Hi TeenyBeetle18
If the dataset could be basically built from a local machine, you could use the sync_folder (sdk https://clear.ml/docs/latest/docs/references/sdk/dataset#sync_folder or cli https://clear.ml/docs/latest/docs/clearml_data/data_management_examples/data_man_folder_sync#syncing-a-folder ). then you would be able to modify any part of the dataset and create a new version, with only the items that changed.
There is also an option to download only parts of the dataset, have a look https://clear.ml/docs/latest/docs/references/sdk/dataset#get_mutable_local_copy at the paramters part and num_parts .
If you need more precisions, could you please provide us some more details on what you need to achieve ?
Let’s say I have a dataset from source A, dataset is finalised, upload and looks like this:train_data/data_from_source_A
Each month I receive new batch of data, create new dataset and upload it. And after few months my dataset looks like this:train_data/data_from_source_A train_data/data_from_source_B train_data/data_from_source_C train_data/data_from_source_D train_data/data_from_source_E
Each batch of data was added via creating a new dataset and adding files.
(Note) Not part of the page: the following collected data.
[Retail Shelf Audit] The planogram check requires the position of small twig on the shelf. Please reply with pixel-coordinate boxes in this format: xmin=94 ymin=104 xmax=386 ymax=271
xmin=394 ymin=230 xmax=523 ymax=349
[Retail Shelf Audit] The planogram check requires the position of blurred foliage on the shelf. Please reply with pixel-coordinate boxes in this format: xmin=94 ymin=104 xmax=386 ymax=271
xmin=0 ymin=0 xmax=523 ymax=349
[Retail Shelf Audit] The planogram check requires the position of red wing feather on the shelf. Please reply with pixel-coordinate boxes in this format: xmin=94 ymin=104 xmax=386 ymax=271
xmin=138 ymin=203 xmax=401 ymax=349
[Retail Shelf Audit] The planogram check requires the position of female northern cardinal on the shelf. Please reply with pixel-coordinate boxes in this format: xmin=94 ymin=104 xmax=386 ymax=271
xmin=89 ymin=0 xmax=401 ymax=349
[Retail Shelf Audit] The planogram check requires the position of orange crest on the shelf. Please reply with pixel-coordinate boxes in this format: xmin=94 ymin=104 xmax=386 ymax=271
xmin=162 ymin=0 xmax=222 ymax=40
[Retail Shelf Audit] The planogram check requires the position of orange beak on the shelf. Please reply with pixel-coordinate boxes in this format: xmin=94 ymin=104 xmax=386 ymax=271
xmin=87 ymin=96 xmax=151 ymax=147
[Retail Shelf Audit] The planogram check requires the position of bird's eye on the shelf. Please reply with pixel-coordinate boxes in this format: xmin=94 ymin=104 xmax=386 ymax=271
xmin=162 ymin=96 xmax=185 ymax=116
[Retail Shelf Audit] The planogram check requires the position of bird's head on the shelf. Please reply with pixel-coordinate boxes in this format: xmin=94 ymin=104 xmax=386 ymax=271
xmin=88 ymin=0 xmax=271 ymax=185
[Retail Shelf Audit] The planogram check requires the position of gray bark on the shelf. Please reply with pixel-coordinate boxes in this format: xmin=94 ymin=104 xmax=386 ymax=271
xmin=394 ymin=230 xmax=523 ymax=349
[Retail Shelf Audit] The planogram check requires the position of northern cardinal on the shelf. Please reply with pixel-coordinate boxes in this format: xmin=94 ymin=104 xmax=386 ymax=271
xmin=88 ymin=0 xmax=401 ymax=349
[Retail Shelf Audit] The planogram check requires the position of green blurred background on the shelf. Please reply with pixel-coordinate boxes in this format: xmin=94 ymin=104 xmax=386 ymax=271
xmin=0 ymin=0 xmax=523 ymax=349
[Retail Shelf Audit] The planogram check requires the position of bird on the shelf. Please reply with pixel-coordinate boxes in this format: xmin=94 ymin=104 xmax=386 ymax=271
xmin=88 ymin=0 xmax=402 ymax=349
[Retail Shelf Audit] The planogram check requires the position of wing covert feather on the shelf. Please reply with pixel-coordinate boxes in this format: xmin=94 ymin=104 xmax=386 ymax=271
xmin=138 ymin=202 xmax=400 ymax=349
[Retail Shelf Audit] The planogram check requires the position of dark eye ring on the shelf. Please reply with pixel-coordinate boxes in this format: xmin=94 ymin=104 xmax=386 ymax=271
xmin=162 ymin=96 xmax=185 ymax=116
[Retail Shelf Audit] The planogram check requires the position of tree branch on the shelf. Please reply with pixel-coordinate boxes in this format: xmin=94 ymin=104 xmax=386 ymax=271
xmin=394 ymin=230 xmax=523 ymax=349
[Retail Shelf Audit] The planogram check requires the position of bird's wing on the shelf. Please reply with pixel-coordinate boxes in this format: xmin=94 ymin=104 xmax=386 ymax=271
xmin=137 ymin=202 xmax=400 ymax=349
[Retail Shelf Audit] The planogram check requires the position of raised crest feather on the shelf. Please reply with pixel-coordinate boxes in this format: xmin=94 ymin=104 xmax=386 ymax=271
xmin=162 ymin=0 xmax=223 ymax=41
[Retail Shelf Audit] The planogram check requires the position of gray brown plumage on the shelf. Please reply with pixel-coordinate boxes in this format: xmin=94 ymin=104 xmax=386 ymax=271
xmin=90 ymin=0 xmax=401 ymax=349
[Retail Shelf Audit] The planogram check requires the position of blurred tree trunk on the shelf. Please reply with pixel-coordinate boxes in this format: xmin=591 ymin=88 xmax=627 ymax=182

Now, I have a large dataset. I can download whole data to local server and start training. Let’s say I found out that data in data_from_source_C
has some issue. I want to let data engineer from my team download exactly this folder and fix issue (it can be anything). How to do this without downloading whole dataset?
I want to download an exact folder/batch of the dataset to my local machine to check data out without downloading whole dataset.
TeenyBeetle18 the closest you can get is to download only one part of the dataset, if this is a multi part dataset (i.e. the dataset version is larger than the default 500MB, so you have multiple izp files, and you just want to download one of them, not all of them).
This can actually be achieved with:Dataset.get_local_copy(..., part=0)
https://github.com/allegroai/clearml/blob/717edba8c2b39fb7486bd2aba9ca0294f309b4c3/clearml/datasets/dataset.py#L683
If the data is updated into the same local / network folder structure, which serves as a dataset's single point of truth, you can schedule a script which uses the dataset sync
functionality which will update the dataset based on the modifications made to the folder.
You can then modify precisely what you need in that structure, and get a new updated dataset version
Thank you, it good way to handle it. Of course, it would be great to have such func in clear ml. Only this stops me from deployment.